Sometimes we make discoveries not by experimentation, but by simply being vigilant. Recently, I inadvertently left an emptied can of cat food in the garden. I had removed the can from the recycling bin and had planned to use it to catch oil drips from my rototiller when checking the level of gear oil. As it turned out, I didn't use the can and left it on the ground and promptly forgot about it. A few days later I discovered the can. Upon picking it up, I noticed that the inside of the can was inhabited by a large number of flea beetles, the bane of my radish, spinach and kale seedlings. Interestingly, the inside of the can is white and it is known that many pest insects are attracted to the colors of white and yellow. (That's why yellow sticky traps have become popular as a way to controlling such plant pests as winged aphids, fungus gnats, leaf miners and whiteflies.) As an experiment, I placed the can in a raised bed near some radish seedlings. Daily checks show that flea beetles are, indeed, taking refuge in the can. So, the next step is to coat the inside of the can with honey, Vaseline or other sticky substance to snare the little critters. It will be an experiment.
STILL MORE TASKS AWAIT
No need to experiment with these tasks this week. Just get on with them:
- Harvest asparagus spears when they are 6 to 8 inches tall by cutting or snapping them off at ground level. With beds older than 4 years, the harvest may continue for 6 to 8 weeks. Refrain from any harvesting in newly established asparagus beds until the third year after planting and then only harvest for 2 to 4 weeks.
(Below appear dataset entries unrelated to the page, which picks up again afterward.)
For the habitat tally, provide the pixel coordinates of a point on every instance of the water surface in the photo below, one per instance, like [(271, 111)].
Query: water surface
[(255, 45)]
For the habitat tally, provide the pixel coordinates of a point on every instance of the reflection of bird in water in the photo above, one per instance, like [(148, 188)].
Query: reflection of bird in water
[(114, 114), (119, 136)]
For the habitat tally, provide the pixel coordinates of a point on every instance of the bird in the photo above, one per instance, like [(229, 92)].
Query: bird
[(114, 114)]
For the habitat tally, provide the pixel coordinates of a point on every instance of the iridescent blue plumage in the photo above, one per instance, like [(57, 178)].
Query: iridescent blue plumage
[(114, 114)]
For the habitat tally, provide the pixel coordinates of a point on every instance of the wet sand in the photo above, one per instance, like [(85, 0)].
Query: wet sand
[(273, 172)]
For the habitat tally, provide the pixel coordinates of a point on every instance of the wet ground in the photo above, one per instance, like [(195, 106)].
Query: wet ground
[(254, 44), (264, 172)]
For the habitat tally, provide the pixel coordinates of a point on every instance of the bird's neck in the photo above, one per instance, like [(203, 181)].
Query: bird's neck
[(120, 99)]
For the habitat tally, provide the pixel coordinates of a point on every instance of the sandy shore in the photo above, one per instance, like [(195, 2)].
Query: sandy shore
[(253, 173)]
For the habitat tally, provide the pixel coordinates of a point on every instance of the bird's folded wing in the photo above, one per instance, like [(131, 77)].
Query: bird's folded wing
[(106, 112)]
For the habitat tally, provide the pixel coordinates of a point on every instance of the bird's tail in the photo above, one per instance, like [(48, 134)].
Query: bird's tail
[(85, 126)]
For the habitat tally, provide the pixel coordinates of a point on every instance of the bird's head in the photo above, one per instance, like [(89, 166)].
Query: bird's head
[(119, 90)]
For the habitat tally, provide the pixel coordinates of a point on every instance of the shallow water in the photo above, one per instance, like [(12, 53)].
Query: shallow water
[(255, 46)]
- Increase your crop yield by using the wide-row planting technique for beans, beets, carrots, chard, leeks, lettuce, onions, radishes, spinach and turnips. To make a wide row, just prepare a smooth seed bed that is anywhere from 10 to 24 inches wide and then broadcast the seed thickly, but evenly over the area. You'll have to thin the planting once seedlings are up about one inch.
- Harden off seedlings of vegetable and flower seedlings started indoors before setting them out in gardens. Otherwise, the sudden change in climate conditions can cause damage to the seedlings. To harden off seedlings, wait until outdoor temperatures reach at least 50 degrees F and then move them out to a shady spot protected from heavy winds. Do this for an hour on the first day and then gradually increase the time outdoors by an hour each day. Also, gradually increase the amount of sunlight the seedlings receive.
- Consider installing a windbreak if your vegetable is in direct line with prevailing winds. In Berkshire County, winds usually blow in from the west, though that may vary somewhat depending on local topography. Not only is there the risk of stem breakage, but wind will increase moisture loss from plant foliage causing the leaves to turn brown, a condition commonly referred to as wind burn.Temporary windbreaks can be made from any type of slatted fence, such as snow fence. For a permanent wind break, consider planting a line of upright shrubs.
- Divide perennial chrysanthemums. Dig up the old clump and separate the small, vigorous shoots at the outer edge of the clump. Replant these shoots in a nursery bed. From there, they can be moved to flower beds in late August. Perennial chrysanthemums grow best if divided every year.
- Prune out any dead twigs on junipers when the plants are dry. Tip blights are quite common on many juniper species. Removing the blighted twigs will help keep the disease under control because those twigs represent a source of spores for further infections.
- Pull up garlic mustard plants wherever you find them. Though its name implies a desirable culinary plant, garlic mustard is an invasive weed that is choking out many native plants. The roots of garlic mustard release a chemical which inhibits the growth of adjacent plants. Garlic mustard is now in bloom and if allowed to mature, each plant can release thousands of seeds.